Coco and colleagues recently published an article titled: Management of AOM after publication of the 2004 AAP and AAFP clinical practice guideline. They analyzed the National Ambulatory Medical Care Survey for 2002 to 2006 in U.S. physician offices. They compared the practices of clinicians for the 30 months before and after the publication of the guideline with respect to the encounter rate of patient visits at which antibiotics were not prescribed for children with the diagnosis of AOM. The results showed that this encounter rate did not change after publication of the guideline. However, after the guideline was published, the rate at which amoxicillin was prescribed increased (40% to 49%; P = .039), the rate of prescriptions for amoxicillin clavulanate decreased (43% to 16% P=.043), the rate of prescribing cefdinir increased (7% to 14%; P = .004) and the rate of prescribing of analgesics increased (14% to 24%; P = .038).

A recent study by Halasa and colleagues showed both a decrease in the diagnosis of AOM and the use of antibiotics in otitis media, suggesting that the decrease in use was secondary to improvements of diagnosis rather than to increased employment of a watchful waiting strategy.

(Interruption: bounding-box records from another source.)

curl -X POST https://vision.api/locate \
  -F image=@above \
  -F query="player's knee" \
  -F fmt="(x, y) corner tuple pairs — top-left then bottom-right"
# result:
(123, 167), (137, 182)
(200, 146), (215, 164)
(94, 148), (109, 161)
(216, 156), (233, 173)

Sharpening diagnostic skills in the evaluation of middle ear pathology is the optimum approach to achieving the judicious use of antimicrobials. In fact, given that AOM is the most frequent organic disease cared for by the practicing pediatrician and the most common indication for the prescription of antimicrobials, proficiency in examining the ears of young children should be a required competency for board certification in Pediatrics. This might be accomplished through a combination of assessment tools including video images and simulation models.

What of the other reported outcomes in the study by Coco et al? The guideline recommends the use of amoxicillin clavulanate when patients do not respond to amoxicillin or in cases of AOM in which several risk factors co-exist to indicate the high likelihood that infection of the middle ear cavity is caused by resistant bacterial species, ie, penicillin-resistant Streptococcus pneumoniae or beta-lactamase positive Haemophilus influenzae. This is a recommendation with which I strongly agree.

Applying pharmacokinetic and pharmacodynamic principles to the selection of antimicrobial agents for the common microbiologic agents that cause AOM demonstrates that high dose amoxicillin clavulanate has greater in vitro activity against both of these bacterial species than cefdinir. Cefdinir, a pleasant tasting third-generation cephalosporin, has adequate activity against penicillin-sensitive S. pneumoniae but is quite weak against intermediate or highly resistant isolates of S. pneumoniae. Even when cefdinir was administered at a dose of 25 mg/kg, microbiologic failures among children with AOM yielded resistant S. pneumoniae. Accordingly, it is disappointing that practitioners are using more cefdinir and less amoxicillin-clavulanate.

Finally, what about analgesics for children with AOM? Using analgesics is a very reasonable recommendation, as, even when antimicrobials are appropriately used, relief of pain (which will not be modified by the use of antibiotics for at least 24 to 48 hours) is indicated.